Originally Posted by gnoahhh
It's indicative of how we humans have made ourselves dependent on increasingly complicated technology for our existence, and how we suffer when there's a hiccup in that technology. A couple examples would be primers and gasoline, both being necessary to "propel" our existence.

Primers are simple devices but require complex chemical compounds and mind boggling manufacturing techniques to ensure consistency and high quantities, something we can't easily do in our basements (and don't bring up "reloading" spent primers with match heads and such - if it really was viable we would all have been doing it since long ago).
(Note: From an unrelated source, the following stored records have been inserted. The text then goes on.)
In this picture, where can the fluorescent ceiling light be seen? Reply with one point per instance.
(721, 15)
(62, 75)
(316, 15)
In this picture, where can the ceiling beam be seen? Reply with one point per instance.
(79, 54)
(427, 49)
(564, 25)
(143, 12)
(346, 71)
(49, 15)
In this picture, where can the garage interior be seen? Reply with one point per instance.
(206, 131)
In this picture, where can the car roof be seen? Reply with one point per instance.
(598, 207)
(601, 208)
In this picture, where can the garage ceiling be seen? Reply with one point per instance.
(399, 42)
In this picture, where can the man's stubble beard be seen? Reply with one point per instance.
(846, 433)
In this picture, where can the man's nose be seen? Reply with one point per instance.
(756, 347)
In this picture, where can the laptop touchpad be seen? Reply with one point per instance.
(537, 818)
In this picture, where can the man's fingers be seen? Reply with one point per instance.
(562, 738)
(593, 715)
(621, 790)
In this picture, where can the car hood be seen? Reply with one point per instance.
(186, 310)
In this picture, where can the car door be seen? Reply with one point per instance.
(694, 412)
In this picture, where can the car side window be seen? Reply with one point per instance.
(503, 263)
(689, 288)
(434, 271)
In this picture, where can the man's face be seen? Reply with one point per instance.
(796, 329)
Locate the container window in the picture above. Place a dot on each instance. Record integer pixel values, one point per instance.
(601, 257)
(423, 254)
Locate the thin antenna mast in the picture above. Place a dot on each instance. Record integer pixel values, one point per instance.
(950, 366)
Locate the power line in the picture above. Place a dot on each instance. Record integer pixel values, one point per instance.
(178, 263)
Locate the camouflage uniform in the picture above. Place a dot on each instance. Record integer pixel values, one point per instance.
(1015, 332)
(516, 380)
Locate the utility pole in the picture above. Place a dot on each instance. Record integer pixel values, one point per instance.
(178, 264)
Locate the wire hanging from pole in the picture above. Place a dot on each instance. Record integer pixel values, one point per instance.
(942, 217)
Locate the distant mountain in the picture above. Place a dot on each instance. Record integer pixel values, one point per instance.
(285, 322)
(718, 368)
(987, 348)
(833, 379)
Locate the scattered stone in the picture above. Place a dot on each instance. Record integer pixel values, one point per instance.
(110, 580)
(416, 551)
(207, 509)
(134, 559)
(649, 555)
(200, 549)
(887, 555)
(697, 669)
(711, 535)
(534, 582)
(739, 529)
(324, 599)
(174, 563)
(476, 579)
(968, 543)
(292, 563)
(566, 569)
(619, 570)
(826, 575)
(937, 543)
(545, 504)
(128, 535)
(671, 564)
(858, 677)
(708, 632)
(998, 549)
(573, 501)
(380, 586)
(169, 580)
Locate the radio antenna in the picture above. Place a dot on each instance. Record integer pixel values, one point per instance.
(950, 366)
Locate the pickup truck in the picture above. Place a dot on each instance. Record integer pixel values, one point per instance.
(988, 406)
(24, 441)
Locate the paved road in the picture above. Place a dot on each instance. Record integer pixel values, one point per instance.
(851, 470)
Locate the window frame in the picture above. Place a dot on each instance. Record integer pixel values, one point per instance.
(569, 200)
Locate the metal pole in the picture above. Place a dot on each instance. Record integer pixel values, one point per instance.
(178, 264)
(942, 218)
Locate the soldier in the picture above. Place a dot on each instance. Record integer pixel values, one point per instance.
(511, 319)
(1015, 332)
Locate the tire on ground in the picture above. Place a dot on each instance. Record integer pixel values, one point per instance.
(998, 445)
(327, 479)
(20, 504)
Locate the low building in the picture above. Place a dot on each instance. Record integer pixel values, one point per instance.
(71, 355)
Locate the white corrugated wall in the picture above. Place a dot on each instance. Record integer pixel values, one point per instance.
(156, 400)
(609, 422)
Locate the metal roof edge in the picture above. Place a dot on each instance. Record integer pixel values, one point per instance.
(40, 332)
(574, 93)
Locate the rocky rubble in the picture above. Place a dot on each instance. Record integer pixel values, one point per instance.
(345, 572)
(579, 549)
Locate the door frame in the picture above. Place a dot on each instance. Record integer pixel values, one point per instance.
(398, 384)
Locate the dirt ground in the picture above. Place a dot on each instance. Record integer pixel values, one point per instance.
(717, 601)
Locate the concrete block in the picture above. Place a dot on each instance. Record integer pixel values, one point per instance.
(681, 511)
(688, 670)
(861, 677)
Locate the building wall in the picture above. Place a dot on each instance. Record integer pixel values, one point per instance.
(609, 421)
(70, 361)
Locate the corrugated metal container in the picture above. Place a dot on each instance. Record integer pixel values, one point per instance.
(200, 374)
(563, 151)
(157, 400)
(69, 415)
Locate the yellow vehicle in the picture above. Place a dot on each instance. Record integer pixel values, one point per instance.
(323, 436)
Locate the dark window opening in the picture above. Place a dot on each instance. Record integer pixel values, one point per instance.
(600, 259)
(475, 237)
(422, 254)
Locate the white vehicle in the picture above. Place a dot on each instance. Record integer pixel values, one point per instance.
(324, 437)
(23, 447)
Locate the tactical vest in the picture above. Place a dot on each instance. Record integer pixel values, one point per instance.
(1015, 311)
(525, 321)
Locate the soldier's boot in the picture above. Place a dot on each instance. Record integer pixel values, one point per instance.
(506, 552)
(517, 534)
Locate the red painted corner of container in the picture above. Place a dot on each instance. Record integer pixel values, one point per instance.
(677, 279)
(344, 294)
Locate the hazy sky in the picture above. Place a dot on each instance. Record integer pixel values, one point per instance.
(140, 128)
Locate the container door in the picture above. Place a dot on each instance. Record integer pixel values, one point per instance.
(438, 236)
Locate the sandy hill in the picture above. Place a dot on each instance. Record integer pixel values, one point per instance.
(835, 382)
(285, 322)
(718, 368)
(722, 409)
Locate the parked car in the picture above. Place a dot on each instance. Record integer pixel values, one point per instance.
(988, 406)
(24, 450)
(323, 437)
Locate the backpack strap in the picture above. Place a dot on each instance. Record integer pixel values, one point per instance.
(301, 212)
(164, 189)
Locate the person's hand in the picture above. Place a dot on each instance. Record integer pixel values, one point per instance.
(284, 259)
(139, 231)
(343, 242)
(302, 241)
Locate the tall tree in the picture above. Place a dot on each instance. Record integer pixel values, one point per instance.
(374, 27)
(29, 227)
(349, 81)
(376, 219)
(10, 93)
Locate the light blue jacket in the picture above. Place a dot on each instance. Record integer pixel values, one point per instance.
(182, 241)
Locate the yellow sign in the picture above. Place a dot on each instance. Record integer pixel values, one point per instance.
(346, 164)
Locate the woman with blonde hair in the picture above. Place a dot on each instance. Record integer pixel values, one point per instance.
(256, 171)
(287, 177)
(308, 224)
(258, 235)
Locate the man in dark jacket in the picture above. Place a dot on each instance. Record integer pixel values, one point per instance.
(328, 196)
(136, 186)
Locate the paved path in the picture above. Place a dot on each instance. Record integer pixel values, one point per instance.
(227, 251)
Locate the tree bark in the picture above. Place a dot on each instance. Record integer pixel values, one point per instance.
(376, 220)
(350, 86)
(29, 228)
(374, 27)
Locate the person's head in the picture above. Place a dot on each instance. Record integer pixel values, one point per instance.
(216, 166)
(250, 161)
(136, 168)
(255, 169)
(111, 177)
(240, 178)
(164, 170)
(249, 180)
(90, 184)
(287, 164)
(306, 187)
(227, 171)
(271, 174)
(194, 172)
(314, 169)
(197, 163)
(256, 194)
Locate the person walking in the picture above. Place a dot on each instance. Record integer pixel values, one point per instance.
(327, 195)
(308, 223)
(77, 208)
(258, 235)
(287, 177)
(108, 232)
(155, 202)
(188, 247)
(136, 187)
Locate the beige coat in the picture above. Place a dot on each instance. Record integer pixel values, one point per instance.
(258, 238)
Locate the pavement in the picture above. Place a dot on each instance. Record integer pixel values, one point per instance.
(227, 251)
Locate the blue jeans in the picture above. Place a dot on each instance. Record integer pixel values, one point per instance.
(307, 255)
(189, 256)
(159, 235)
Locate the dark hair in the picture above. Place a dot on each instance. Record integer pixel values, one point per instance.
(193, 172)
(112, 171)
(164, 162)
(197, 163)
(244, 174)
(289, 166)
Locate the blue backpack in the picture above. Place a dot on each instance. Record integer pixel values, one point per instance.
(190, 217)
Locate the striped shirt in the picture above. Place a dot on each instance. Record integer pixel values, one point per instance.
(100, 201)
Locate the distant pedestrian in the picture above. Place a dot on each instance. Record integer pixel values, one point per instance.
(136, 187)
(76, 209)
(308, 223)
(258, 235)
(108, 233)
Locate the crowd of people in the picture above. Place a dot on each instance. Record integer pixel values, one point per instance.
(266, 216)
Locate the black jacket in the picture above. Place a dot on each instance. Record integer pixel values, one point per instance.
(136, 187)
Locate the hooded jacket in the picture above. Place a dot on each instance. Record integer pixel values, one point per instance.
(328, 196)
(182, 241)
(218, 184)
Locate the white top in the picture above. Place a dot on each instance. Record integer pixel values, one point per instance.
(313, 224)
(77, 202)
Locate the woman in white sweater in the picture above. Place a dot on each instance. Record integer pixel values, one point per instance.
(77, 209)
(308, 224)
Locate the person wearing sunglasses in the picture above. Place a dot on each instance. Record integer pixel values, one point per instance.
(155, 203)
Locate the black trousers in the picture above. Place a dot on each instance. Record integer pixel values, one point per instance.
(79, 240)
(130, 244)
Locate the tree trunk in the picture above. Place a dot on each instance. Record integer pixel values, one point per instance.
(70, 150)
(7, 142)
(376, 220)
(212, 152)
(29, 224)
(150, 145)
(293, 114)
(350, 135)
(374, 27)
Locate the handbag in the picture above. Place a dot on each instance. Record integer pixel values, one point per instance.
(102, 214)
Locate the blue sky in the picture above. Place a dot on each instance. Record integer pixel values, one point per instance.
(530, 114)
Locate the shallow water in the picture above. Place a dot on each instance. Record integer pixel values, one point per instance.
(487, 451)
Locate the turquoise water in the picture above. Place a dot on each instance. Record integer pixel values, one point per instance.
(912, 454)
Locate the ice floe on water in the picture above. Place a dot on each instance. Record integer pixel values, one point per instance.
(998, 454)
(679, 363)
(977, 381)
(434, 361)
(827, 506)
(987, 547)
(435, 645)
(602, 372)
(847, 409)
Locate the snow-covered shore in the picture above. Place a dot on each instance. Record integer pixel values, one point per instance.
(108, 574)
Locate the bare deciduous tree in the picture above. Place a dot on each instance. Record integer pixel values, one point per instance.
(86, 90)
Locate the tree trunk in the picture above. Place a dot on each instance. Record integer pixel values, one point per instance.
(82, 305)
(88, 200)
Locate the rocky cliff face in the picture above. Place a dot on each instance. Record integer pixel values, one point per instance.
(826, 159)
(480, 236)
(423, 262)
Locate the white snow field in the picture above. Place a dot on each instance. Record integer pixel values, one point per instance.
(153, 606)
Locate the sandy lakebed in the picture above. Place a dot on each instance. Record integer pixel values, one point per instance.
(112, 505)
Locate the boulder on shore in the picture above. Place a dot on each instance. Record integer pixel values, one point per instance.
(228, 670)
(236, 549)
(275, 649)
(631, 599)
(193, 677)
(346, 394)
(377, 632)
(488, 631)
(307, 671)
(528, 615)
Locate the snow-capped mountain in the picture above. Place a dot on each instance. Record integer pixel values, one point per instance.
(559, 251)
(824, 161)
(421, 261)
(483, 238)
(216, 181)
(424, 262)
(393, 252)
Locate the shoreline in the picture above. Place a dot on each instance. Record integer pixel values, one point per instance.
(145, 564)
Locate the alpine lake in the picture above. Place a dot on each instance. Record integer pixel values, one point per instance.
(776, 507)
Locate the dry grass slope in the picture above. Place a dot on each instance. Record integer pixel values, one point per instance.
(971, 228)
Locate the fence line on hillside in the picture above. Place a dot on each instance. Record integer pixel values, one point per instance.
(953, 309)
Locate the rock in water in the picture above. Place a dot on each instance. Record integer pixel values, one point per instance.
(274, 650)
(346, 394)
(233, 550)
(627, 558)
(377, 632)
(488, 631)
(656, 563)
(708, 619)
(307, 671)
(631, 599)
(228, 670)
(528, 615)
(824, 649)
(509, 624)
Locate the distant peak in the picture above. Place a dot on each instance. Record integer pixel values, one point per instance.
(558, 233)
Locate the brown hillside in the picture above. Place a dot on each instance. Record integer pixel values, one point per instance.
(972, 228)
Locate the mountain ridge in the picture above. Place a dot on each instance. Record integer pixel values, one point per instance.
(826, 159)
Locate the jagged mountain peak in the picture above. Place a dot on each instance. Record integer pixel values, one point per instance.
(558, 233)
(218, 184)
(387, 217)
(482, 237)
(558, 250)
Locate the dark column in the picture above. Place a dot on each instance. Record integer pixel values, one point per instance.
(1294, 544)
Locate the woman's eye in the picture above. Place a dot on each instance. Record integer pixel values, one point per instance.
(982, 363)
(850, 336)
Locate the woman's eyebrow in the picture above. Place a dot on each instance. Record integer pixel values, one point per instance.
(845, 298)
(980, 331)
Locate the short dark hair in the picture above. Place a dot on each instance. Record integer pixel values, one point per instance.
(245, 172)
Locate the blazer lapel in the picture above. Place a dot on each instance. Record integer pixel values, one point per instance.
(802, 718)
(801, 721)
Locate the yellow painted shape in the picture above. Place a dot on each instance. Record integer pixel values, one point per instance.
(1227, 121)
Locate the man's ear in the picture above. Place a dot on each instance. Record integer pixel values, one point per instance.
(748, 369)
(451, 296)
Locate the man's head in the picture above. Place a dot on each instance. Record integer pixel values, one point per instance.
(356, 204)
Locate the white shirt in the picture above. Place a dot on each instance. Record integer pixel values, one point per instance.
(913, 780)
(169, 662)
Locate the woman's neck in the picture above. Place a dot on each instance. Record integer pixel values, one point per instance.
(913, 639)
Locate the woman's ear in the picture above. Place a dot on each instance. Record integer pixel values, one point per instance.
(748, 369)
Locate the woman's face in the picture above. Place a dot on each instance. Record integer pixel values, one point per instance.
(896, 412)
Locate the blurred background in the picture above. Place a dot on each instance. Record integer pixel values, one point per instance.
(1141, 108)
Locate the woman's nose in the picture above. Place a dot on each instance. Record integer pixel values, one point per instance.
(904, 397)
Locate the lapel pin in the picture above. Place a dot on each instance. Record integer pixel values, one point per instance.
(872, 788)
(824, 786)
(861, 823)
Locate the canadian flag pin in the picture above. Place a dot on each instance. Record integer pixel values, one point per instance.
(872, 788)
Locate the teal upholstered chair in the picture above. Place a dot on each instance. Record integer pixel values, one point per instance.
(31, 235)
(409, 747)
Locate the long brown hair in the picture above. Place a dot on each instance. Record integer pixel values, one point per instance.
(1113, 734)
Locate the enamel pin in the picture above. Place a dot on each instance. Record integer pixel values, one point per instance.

We depend on them as the very basis for our sport but are essentially powerless to control the technology that makes them, and the marketing and distribution compounds the issue.

Gasoline and all other petroleum-based fuels are products of technology that is basically simple (if chemistry is understood, which isn't me- I damn near flunked that class 50 years ago) but requires massive and complex refining facilities and distribution networks, not to mention getting it out of the ground and to a refinery in the first place. Again not something we can whip up in our kitchens. We are slaves to that technology too, and stocking up on a lifetime supply when it's plentiful and cheap is wildly impractical.

If primers went "poof" and disappeared from existence instantly, if the technology and distribution completely broke down (one or the other), we would all be hanging out on the "Knitting, Crocheting, and Quilting Campfire" next week. And we're pretty much powerless to control/stop that from happening. Stock the hell up the next time they're plentiful.

That's just two examples. I could go on all day citing a gazillion others. We enslaved ourselves by our own free will and unless you're one of the six guys in the country who lives completely 100% off the grid, rides animals 100% of the time, and hunts his meat with a flintlock rifle shooting powder he made in the shed out back and ignited by rocks he picked up off the ground, every manjack one of us is guilty of consigning our very existence to technology instead of our wits.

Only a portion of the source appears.